The England’s Immigrants 1330-1550 database is now shedding new light on this hidden age of population movement, revealing extraordinary evidence of England’s immigrant population in the later middle ages. This work is the result of a three year project funded by the Arts and Humanities Research Council (AHRC) directed by Professor Mark Ormrod, of the University of York’s Centre for Medieval Studies, who headed a team of researchers based in York at and here at The National Archives.
The database is accessible to all and is a fully searchable and interactive resource, from which data can be downloaded. The website also supports the researcher with guides to the various counties and documents, and provides case studies of interesting individuals, which demonstrate just how much we can learn from our immigrant ancestors.

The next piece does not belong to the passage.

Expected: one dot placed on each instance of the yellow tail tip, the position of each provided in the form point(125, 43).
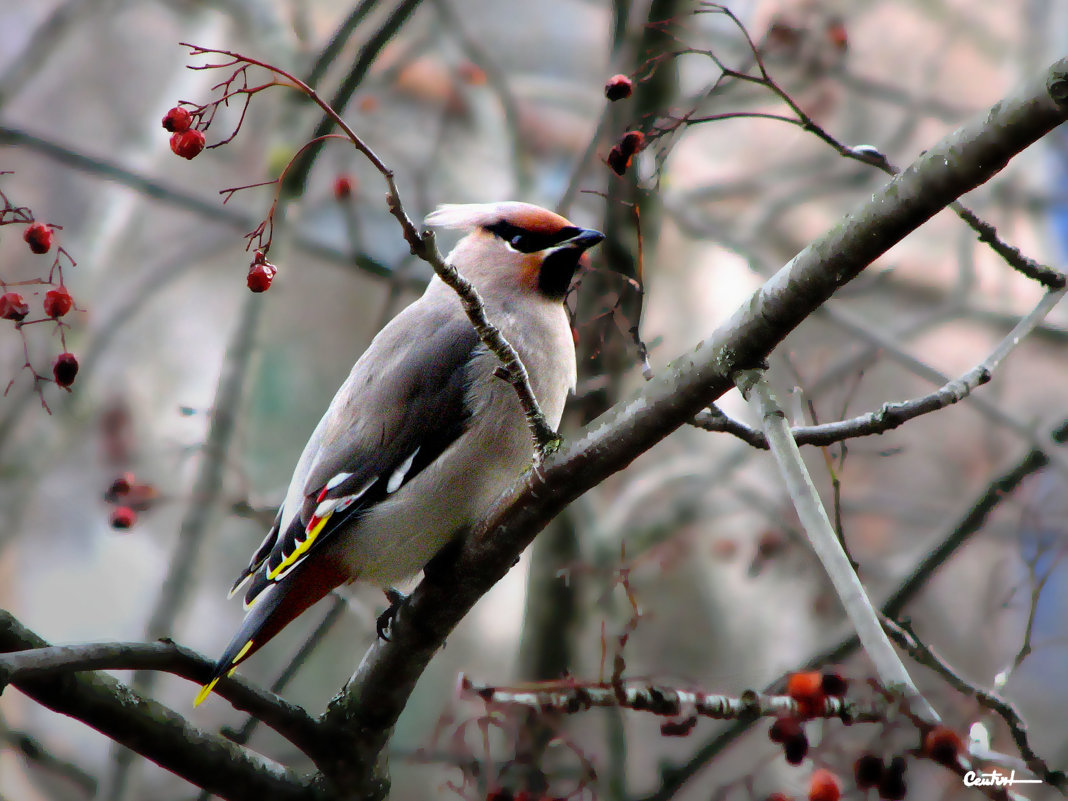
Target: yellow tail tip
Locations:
point(205, 691)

The vast majority of the documents used to create the database are held in our collections. The central information is drawn from taxation records. In the mid-fifteenth century, as a response to growing tension against England’s immigrants, a series of alien subsidies were granted by parliament. As a consequence, we are left with hundreds of records of names of aliens and where they lived in England, providing us with a snapshot of the make-up of England’s resident immigrants.
Other records from the period also survive, including various letters patent on the Patent Rolls, detailing requests for immigrants to remain in England and be treated like denizens. All of this information has been gathered onto the database providing easy access to complex data for the first time.

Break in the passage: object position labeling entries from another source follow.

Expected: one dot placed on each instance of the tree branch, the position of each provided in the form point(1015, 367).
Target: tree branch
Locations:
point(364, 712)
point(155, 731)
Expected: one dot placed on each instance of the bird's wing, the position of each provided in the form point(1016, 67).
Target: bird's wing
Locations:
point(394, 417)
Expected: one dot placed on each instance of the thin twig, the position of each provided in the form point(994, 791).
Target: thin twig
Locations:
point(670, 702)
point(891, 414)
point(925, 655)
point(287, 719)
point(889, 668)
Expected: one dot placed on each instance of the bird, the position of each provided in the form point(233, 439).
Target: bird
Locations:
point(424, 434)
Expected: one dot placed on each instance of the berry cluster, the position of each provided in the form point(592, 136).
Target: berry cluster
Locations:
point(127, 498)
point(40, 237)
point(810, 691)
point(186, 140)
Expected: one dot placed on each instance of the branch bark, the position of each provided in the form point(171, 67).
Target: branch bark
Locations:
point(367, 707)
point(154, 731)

It reveals evidence about the names, origins, occupations and households of a significant number of foreigners who chose to live and work in England in the era of the Hundred Years War, the Black Death and the Wars of the Roses. As a result, the project contributes to debates about the longer-term history of immigration to Britain, helping to provide a deep historical and cultural context to contemporary debates over ethnicity, multiculturalism and national identity.

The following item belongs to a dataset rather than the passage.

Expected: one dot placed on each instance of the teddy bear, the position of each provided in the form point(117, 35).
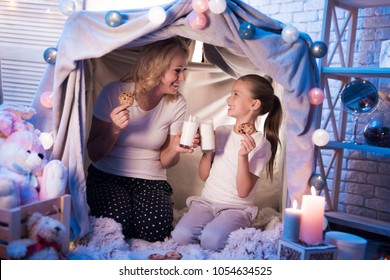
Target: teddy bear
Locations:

The database contains the names of a total of 65,000 immigrants resident in England between 1330 and 1550. In one year, 1440, the names of 14,500 individuals were recorded, at a time when the population of England was approximately 2 million.
Taking into account gaps in the records, the researchers estimated that one person in every 100 was from outside England. They were found in all counties, from Cornwall to Northumberland, in hamlets as well as in major ports. Their nationalities ranged from people from other parts of the British Isles, including Scots, Irish and Channel Islanders, to mainland Europeans from Portugal to Sweden, and from Greece to Iceland.
In many cases the occupation of the individual is known, from highly skilled craftsmen such as goldsmiths and weavers – many of whom were Flemish – to agricultural labourers. Three Flemish weavers from Diest in Belgium lived and worked in St Ives, Huntingdonshire, in the 1330s; and John Lammyns, a goldsmith from Antwerp, lived in Bristol in the 1430s and 1440s.
The database also reveals that aristocratic households brought back foreign servants from English-occupied France at the end of the Hundred Years War. Sir John Montgomery of Faulkbourne, Essex, had five foreigners working in his household in the 1440s. Many ordinary families of traders, artisans and workers chose to migrate to England. Walter, a minstrel from Germany, settled in London in the late fifteenth century with his entire family, including his mother, wife, three sons and three daughters.
One of the surprises revealed by the research is the number of resident immigrants who lived and worked in rural areas, rather than in towns and cities. The research reveals how such people integrated – and sometimes clashed – with English people, suggesting much about how our ancestors used language, dress and behaviour as symbols of national identity.
Members of the research team will be giving a talk on England’s Immigrants 1330-1550 at The National Archives on Thursday 9 April as part of the public talks programme. They will demonstrate the database, show how it relates to the original documents, and be able to answer questions about the project.